As people are moving into online environments, you may find that you have a lot more opportunities for students to interact and give each other feedback on their work. One of the biggest advantages for me in teaching online is the way the students' work leaves a digital trail, and that then makes it possible for students to interact with each other, giving each other feedback on their work. I'll be collecting here some of the materials I share with my students about giving each other feedback, along with some thoughts about (un)grading.

I'm starting these notes on Monday evening, and I'll finish them on Tuesday.
  1. Feedback Bootcamp. This is an overview of the five weeks' worth of work students do at the start of the semester to get ready for giving feedback on each other's projects for the rest of the semester.
  2. Feedback: My Diigo Bookmarks. I've got a lot of different articles bookmarked in Diigo to share with students, and to also share with anyone else, teachers and students alike.
  3. Feedback Gallery. I asked the students to share with me the best feedback comments they got one semester, and I put those comments into a Gallery (a big Google Doc). It's been a really useful resource in showing students just what good feedback looks like.

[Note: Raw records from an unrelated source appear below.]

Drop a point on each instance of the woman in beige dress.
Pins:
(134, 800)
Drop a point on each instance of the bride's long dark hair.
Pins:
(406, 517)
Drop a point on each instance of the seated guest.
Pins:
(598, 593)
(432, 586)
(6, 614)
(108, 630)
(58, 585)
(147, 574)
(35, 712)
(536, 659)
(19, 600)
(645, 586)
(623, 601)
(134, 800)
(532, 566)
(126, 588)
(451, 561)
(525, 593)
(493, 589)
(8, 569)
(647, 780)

  4. Student to Student Advice. In another semester, I asked students to suggest advice they would give to future students, and I turned that into a student-to-student widget in the class announcements.

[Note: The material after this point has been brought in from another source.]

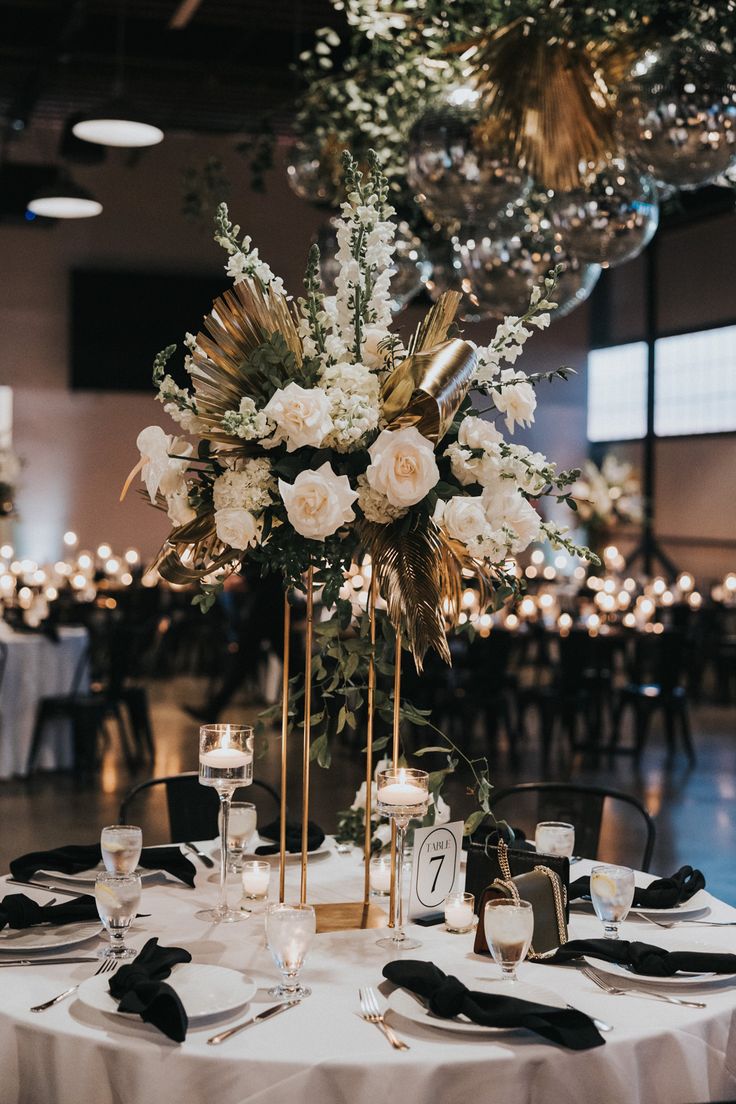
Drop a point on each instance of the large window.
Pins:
(694, 386)
(617, 392)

  5. Alternate Grading in a Crisis. I'll be keeping track here of efforts by different schools to introduce P/NP grading options during the coronavirus crisis of Spring 2020.
  6. Ungrading: All-Feedback-No-Grades. This is a link to a book chapter that I wrote for Ungrading: Why Rating Students Undermines Learning (and What to Do Instead), edited by Susan D. Blum, coming from West Virginia University Press later this year (listed at Amazon already, whoo-hoo!).